Maar goed, de beste man is niet meer en we zitten in mijn café. Heel de ambiance ruikt, voelt en ziet zoals toen. Het oude vertrouwde leeft daar nog steeds. In dit cafeetje ben je jezelf, altijd welkom en hoef je nooit te vragen om een “re-fill”.

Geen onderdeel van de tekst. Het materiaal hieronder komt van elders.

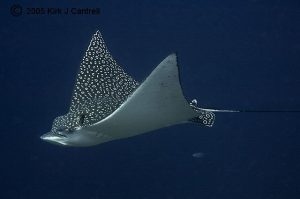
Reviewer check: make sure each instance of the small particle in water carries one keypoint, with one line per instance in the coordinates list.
(198, 155)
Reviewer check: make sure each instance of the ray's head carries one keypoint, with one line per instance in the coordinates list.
(66, 130)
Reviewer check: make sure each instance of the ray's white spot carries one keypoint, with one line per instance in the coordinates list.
(107, 104)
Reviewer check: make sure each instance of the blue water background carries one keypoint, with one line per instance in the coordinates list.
(232, 55)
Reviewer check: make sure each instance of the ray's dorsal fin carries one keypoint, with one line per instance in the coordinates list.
(158, 102)
(99, 77)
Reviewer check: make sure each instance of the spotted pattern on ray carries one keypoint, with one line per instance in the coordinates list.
(101, 87)
(92, 111)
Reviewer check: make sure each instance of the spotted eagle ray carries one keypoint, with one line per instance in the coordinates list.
(107, 104)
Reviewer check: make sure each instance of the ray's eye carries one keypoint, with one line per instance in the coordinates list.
(61, 129)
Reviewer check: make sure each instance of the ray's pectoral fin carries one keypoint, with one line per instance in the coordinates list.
(158, 102)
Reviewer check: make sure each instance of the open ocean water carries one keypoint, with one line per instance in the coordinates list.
(232, 55)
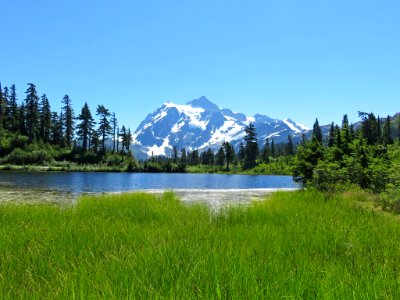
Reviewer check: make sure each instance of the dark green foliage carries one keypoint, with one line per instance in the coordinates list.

Ook het nauwelijks veranderde interieur van toen doet mij denken aan de zondagen bij opa en oma vroeger. Van die stugge hoogpolige tafelkleedjes waar je glas niet op wil blijven staan. Het ademt gezelligheid. Doe maar normaal, no nonsens en praatjes verkopen doe je maar een paar honderd meter verderop. Kortom, een plek waar ik graag kom.
“Do is een viltje onder oe glas! Ik blieve neet aan de gange” en “Ie denkt toch neet dat ik un koffiepompe bun?”, als iemand na 00.00 uur nog om koffie vraagt.

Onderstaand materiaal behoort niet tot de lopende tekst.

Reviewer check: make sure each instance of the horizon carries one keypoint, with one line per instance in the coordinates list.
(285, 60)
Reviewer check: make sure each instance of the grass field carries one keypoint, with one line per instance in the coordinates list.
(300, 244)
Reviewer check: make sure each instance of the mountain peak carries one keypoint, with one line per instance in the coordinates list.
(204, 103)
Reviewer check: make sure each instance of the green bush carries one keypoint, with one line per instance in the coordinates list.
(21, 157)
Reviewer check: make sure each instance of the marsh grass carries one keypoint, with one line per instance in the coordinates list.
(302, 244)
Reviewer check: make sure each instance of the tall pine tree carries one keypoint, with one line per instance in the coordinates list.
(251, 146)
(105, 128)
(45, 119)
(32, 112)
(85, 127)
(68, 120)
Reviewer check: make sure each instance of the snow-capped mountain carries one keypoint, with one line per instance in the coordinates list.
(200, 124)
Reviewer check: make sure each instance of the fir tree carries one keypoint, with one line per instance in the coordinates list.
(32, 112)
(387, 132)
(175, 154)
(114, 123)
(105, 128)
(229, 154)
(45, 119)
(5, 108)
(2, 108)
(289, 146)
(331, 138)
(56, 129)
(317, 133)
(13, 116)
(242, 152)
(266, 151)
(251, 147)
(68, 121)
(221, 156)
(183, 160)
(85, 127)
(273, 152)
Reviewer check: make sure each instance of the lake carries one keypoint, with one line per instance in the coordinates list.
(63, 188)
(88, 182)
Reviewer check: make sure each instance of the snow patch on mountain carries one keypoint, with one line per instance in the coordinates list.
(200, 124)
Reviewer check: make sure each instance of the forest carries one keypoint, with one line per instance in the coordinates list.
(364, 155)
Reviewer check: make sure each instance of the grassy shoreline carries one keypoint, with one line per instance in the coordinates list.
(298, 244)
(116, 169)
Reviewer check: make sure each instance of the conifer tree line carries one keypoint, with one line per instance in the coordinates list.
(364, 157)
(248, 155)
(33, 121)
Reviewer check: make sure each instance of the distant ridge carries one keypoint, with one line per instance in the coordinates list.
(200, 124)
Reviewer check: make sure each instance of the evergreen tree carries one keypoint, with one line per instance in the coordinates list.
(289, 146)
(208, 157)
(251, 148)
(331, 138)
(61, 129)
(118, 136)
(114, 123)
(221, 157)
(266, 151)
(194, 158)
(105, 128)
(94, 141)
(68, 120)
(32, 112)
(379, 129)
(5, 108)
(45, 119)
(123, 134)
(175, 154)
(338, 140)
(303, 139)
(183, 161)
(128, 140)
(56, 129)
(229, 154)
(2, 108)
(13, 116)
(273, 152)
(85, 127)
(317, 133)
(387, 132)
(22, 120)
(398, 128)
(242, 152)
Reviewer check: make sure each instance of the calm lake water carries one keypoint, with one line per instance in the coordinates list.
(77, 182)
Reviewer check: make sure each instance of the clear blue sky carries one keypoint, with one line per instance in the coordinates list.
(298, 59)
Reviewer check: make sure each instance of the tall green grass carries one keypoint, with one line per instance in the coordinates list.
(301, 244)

Om een uur of 01.00 heb ik het wel gezien. Zat e had en de piep’n strak. Even betalen. Kan ik hier pinnen? “Zee ik d’r uut as een banke?” is het antwoord. “Hier tegenoaver is wa een flappentap en anders betaal ie de volgende keer ma want ik kan mie neet veurstel’n daw van oe of bunt!” Briljant ! Ik hou d’r van. Ik hou van dat café en zijn mensen.

Mijn vriend Jan heeft nog niet genoeg gehad van de vrijdagse Goorse gezelligheid en sleept mij mee naar een buurman van ons stamkroegje. Het valt mij op dat het na 01.00 uur ’s nachts drukker is in het Goorse centrum dan tijdens de wekelijkse koopavond. 3 Telefoonwinkels, tig kappers, te veel van hetzelfde. Niet bij de Goorse horeca. Drie cafés op een rij, allemaal bomvol! Het ondernemersclubje van Goor zou daar eens een werkbezoek moeten brengen en heel goed opletten. En dan graag iets meer met de oren en de ogen dan met de “lippe”.

Samen zitten we aan de gezellige bar. Een glaasje bier bestellen kan niet meer. Het is te laat, de tap is al schoon. Wel kunnen we een flesje krijgen zonder glas. De Party-DJ herkent ons en schreeuwt dat luid door de microfoon. Plots staan er twee extra flesjes groen voor onze neus. Wat een mooi volk is dat Goorse volk toch!

Het Duitstalige levenslied klinkt tot in de kleine uurtjes. Elk kwartier wordt omgeroepen dat het nu echt het laatste rondje is.
Party DJ!  Spiel noch einmal für mich und mein großer freund. Ik voel me thuis. Ik ben thuis…in ons mooie Goor.